Force est de constater à quel point l’ignorance sur le sujet est importante. Pire, la quantité d’idées fausses est sidérante. Le but du présent article est d’essayer de rectifier un maximum de choses. Je vais essayer de faire court (ce qui peut entraîner des imprécisions) et de donner un maximum de liens vers des sites plus complets.  

 

1-Définitions, physique et fonctionnement

 

Commençons par le commencement. Il existe deux types de panneaux solaires : l’un thermique pour produire de la chaleur, l’autre photovoltaïque pour produire de l’électricité (il existe également des systèmes thermodynamiques). Le présent exposé ne s’occupe que du second cas et pour le distinguer du premier, son appellation officielle est « module ».

 

Une installation photovoltaïque est donc constituée de modules (posés au sol pour les grandes centrales ou fixés en toiture), d’un onduleur (ou plusieurs) qui transforme le courant continu des modules en courant alternatif compatible avec le réseau électrique public et d’un ensemble d’organes de protection et de coupure. Notez que le compteur permettant de calculer la production n’est pas nécessaire au fonctionnement de l’ensemble.

 

Un module est constitué d’un ensemble de cellules photovoltaïques mises en série. La cellule est l’élément unitaire de production, elle fonctionne grâce à l’action de la lumière (les photons) qui met en mouvement les électrons : c’est l’effet photovoltaïque mis en évidence par Becquerel (1839, ça ne date pas d’hier !). Voir Wiki pour une description complète : http://fr.wikipedia.org/wiki/Cellule_photovolta%C3%AFque

 

Chaque module a des caractéristiques qui lui sont propres (tension, courant, coefficients de température, …) et en particulier sa puissance. La puissance se mesure en Wc (Watt crête) qui correspond à la puissance que l’on obtient dans des conditions normalisées (STC Standard Test Conditions), à savoir : une irradiance de 1000 W/m², une température de la cellule de 25°C et un coefficient d’atmosphère de 1,5. Chaque module est donc soumis à un « flash test » en sortie de la chaîne de production pour déterminer sa puissance. Les conditions de test sont rarement atteintes dans la vie de tous les jours ce qui fait dire à certains que cette puissance est fausse. Pourtant, c’est exactement comme pour la plupart des produits dont les caractéristiques sont données par rapport à un référentiel fixe et connu de tous.

 

L’onduleur est chargé de transformer le courant continu qui vient des modules en courant alternatif pour le réseau électrique public. Son rôle est multiple et complexe : il doit surveiller en permanence le réseau, faire en sorte que le courant injecté ne pollue pas le réseau (fréquence, harmoniques, courant résiduel, tension, …). En particulier, l’onduleur doit s’arrêter si on a une coupure du réseau pour des raisons évidentes de sécurité. Donc, même s’il y a du Soleil, si le réseau est absent, il n’y aura aucune production électrique photovoltaïque !

 

Les organes de sécurité et de coupure : l’installation doit disposer de sectionneurs permettant d’isoler l’installation en amont et en aval de l’onduleur. On peut également avoir des parafoudres ainsi que des protections différentielles côté réseau.

 

Le courant produit doit être utilisé sinon il est perdu. Il est consommé par le premier consommateur qu’il trouve. Un producteur de courant est par conséquent le premier consommateur de son propre courant puis viennent les voisins immédiats. Ne croyez pas que le courant va aller bien loin ! C’est cette propriété qui rend la production décentralisée intéressante : fini les pertes sur les réseaux.
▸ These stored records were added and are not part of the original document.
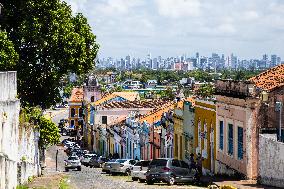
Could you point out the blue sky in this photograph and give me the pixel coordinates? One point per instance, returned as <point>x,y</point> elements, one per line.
<point>249,28</point>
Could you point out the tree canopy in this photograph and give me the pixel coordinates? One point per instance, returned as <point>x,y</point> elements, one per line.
<point>51,42</point>
<point>8,56</point>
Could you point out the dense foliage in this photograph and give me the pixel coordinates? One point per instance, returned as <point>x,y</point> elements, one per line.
<point>49,132</point>
<point>51,42</point>
<point>8,56</point>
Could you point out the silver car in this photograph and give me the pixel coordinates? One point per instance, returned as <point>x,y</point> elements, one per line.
<point>86,159</point>
<point>73,162</point>
<point>122,166</point>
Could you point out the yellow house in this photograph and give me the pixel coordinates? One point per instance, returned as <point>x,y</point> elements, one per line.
<point>75,107</point>
<point>178,131</point>
<point>205,133</point>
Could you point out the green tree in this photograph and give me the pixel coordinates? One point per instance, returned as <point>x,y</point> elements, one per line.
<point>8,56</point>
<point>205,90</point>
<point>51,42</point>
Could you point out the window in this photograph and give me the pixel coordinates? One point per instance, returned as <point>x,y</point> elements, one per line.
<point>73,112</point>
<point>175,163</point>
<point>92,99</point>
<point>80,112</point>
<point>230,139</point>
<point>184,165</point>
<point>221,139</point>
<point>104,119</point>
<point>240,143</point>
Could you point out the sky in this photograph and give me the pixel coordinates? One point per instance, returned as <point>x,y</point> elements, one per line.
<point>247,28</point>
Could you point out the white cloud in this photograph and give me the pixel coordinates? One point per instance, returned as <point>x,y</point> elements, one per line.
<point>246,27</point>
<point>178,8</point>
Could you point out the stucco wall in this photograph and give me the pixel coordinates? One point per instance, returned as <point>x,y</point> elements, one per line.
<point>9,121</point>
<point>271,161</point>
<point>239,113</point>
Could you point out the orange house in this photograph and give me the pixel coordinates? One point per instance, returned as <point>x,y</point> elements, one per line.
<point>75,107</point>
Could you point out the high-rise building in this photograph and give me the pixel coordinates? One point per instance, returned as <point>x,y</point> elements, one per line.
<point>273,61</point>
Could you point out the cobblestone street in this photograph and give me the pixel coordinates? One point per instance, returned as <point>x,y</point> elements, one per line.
<point>91,178</point>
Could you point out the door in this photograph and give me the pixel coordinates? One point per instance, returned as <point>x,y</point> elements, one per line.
<point>177,170</point>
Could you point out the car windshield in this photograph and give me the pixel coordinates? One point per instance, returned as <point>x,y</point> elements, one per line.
<point>112,160</point>
<point>121,160</point>
<point>145,163</point>
<point>73,158</point>
<point>158,162</point>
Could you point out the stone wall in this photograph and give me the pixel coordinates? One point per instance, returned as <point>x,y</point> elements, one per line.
<point>9,121</point>
<point>28,154</point>
<point>271,161</point>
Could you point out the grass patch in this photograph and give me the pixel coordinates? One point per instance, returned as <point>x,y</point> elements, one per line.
<point>22,187</point>
<point>63,183</point>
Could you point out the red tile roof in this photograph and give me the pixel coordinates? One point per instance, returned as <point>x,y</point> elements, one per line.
<point>270,79</point>
<point>77,95</point>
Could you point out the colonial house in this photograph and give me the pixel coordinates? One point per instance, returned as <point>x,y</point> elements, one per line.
<point>178,131</point>
<point>245,110</point>
<point>188,127</point>
<point>237,135</point>
<point>75,108</point>
<point>9,130</point>
<point>204,133</point>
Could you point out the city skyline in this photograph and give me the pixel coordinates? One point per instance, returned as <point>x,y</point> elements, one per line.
<point>162,27</point>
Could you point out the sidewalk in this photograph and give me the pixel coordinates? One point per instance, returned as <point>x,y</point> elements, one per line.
<point>240,184</point>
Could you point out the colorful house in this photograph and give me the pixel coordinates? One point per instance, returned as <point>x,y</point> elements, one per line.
<point>236,134</point>
<point>178,131</point>
<point>188,127</point>
<point>204,133</point>
<point>75,108</point>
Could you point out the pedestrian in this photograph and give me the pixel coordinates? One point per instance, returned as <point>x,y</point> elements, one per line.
<point>192,162</point>
<point>199,160</point>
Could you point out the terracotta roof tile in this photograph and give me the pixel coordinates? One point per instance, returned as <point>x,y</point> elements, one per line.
<point>130,96</point>
<point>270,79</point>
<point>156,114</point>
<point>77,95</point>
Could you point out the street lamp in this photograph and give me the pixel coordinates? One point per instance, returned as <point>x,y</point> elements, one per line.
<point>278,108</point>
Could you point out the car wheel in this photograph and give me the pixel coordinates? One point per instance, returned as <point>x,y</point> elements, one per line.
<point>171,181</point>
<point>134,178</point>
<point>150,182</point>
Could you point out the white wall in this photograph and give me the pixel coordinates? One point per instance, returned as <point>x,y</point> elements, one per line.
<point>271,161</point>
<point>9,121</point>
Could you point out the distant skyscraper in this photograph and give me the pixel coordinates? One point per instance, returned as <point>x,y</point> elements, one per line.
<point>273,61</point>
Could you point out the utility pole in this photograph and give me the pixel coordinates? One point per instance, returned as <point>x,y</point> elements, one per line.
<point>279,108</point>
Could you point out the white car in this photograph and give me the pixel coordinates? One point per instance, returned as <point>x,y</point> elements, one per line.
<point>73,162</point>
<point>122,166</point>
<point>139,170</point>
<point>86,159</point>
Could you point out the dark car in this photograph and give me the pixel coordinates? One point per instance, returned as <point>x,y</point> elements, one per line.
<point>170,171</point>
<point>97,161</point>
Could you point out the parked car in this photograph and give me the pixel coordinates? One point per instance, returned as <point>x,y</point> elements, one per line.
<point>86,159</point>
<point>139,170</point>
<point>122,166</point>
<point>107,165</point>
<point>170,171</point>
<point>97,161</point>
<point>73,162</point>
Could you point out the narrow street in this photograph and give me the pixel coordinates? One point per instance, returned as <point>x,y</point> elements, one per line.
<point>91,178</point>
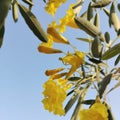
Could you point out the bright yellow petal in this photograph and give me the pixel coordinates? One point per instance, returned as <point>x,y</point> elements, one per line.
<point>48,50</point>
<point>101,108</point>
<point>72,24</point>
<point>90,115</point>
<point>53,71</point>
<point>54,96</point>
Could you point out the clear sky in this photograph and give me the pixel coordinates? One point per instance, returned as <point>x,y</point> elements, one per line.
<point>22,71</point>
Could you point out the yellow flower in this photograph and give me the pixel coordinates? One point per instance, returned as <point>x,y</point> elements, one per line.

En outre, ce genre d’installation ne requiert aucun système de stockage : il n’y a donc pas de batteries !

 

Lorsque vous êtes producteur de courant sur le réseau, vous avez trois possibilités de monnayer votre production : soit vous la vendez en totalité, soit vous la consommez et ne vendez que le surplus, soit enfin vous la consommez en totalité (c’est ce qu’on appelle abusivement « auto-consommation », s’il y a un peu de surplus, il va gratuitement sur le réseau). Il faut bien comprendre que physiquement, les trois cas sont identiques : le courant est toujours consommé par le consommateur le plus proche. Ce n’est donc qu’une affaire de contrat de vente et d’argent. Le tarif du kWh produit étant très largement supérieur à celui consommé, la plupart des personnes ont fait des installations avec des contrats de vente en totalité. Je rappelle qu’il n’y a pas de revente ou de tarif de rachat (cette erreur classique est savamment entretenue par les détracteurs dans le but de faire croire à des coûts cachés intermédiaires)  : on est producteur, on VEND son courant à un certain tarif d’ACHAT.

 

La production s’exprime en kWh par an (ne pas confondre avec la puissance instantanée en W qu’affiche généralement l’onduleur). Moyennant une étude du site (en particulier les masques et les ombres portées), on est capable d’avoir une estimation assez précise du productible annuel. L’union Européenne fournie un service gratuit très efficace basé sur des dizaines d’années de relevés météo et satellite : http://re.jrc.ec.europa.eu/pvgis/apps4/pvest.php?lang=fr&map=europe . Le productible est d’environ 1300 kWh/kWc par an dans le sud à 900 kWh/kWc par an dans le nord de la France. Une carte du productible mensuel est donné sur ce site : http://www.photovoltaique.info/Carte-interactive-de-productible.html. On peut observer les productions de milliers de producteurs sur ce site : http://www.bdpv.fr/index.php

Un petit mot sur les différents systèmes de pose des installations : les modules peuvent se poser de bien des façons : au sol, en façade, en toiture, en brise-soleil, en garde-corps, … De même qu’un kWh se moque du prix auquel il est vendu, il se moque également de la pose du module qui l’a produit. On conçoit qu’une pose au sol est plus facile qu’une pose en toiture, par conséquent il est normal que le prix du kWh soit plus faible dans le premier cas que dans le second (le coût du kWh peut se calculer en estimant la production d’énergie sur la durée de vie de l’installation en divisant par le coût initial plus la maintenance). Là où il y a un problème, c’est quand on crée artificiellement une différence de prix pour favoriser une technique par rapport à une autre. C’est ce qui c’est passé en France où on a créé un système de pose dit « intégré à la toiture ». C’est le seul pays au monde à avoir doté ce type d’installation d’un tarif d’achat surdimensionné dont le résultat fut de confiner le marché sur une niche. Le pire dans l’histoire, c’est qu’il n’y a eu aucune étude préalable, aucun produit disponible pour répondre à ce type d’installation. Le résultat de cette improvisation est désastreux : surcoût, malfaçons (étanchéité dégradée, poses aléatoires, risque accru d’incendie), pertes de production (surchauffe des modules), maintenance difficile, … Cela a largement contribué à la mauvaise réputation du photovoltaïque en France.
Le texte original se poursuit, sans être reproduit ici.